We were notified by the Cotton Babies company that we have received their "Diaper Grant for Missionaries." A friend turned us on to this program a few months ago and we applied. For a variety of reasons, we will be using cloth diapers in Nigeria and they can be very expensive (but much nicer than what cloth diapers were a generation ago), so this program seemed like it could be a huge relief for us. That has definitely proven true! The grant has provided us with almost all of the cloth diapering supplies we'll need for our time in Nigeria, and we are so grateful.

If you click here, you can learn more about their program--pretty cool stuff! We're now encouraging any of our friends who are considering cloth diapering to go for it--and use Bum Genius if you can.

What a cool company to want to use their product to advance God's Kingdom in this way.

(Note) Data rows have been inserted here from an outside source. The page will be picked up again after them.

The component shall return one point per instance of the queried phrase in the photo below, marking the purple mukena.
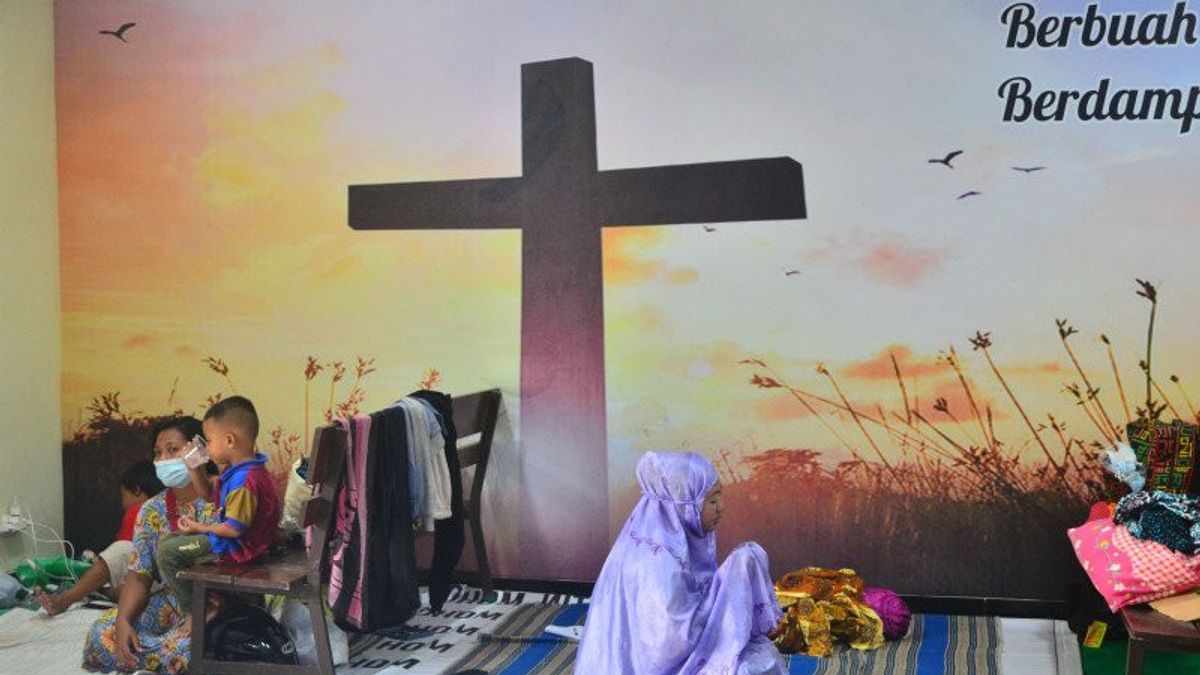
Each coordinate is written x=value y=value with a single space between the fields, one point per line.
x=661 y=605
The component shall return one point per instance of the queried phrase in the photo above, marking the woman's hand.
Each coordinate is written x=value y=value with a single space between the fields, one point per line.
x=190 y=526
x=127 y=645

Thank you Cotton Babies!

Overheard when planning to move overseas...

I think I came in at the wrong point in the phone conversation when all I heard was Christie asking,

"Do you have rabies?"

She was in the midst of making phone calls to arrange for doctor appointments, including the vaccinations we'll need. Everyone got a good laugh out of that one!

Saturday, June 06, 2009

Find a Bible

When we meet with people about our ministry with Wycliffe, plenty of people ask us, "What languages do you speak?" That prompts us to explain about how we're supporting the work in other ways (Finance, IT, etc.) so that the people who are gifted with languages can handle the translation and linguistics issues.

Now, we have a new way to have people hear what the Bible sounds like in other languages. Click here to check out the Find a Bible feature of the International Forum of Bible Agencies. You can select from several languages in Nigeria, as well as thousands of other languages around the world--all in audio form. Pretty cool!

Tuesday, June 02, 2009

Language Survey in Nigeria

I've always thought that language surveyors have one of the most interesting jobs in Wycliffe. They get to go out into the field and assess a variety of languages in a variety of places. There are plenty of adventures to be had with this role and never a dull moment. (That's my interpretation and impression of their job, anyway. Reality might be a bit different.)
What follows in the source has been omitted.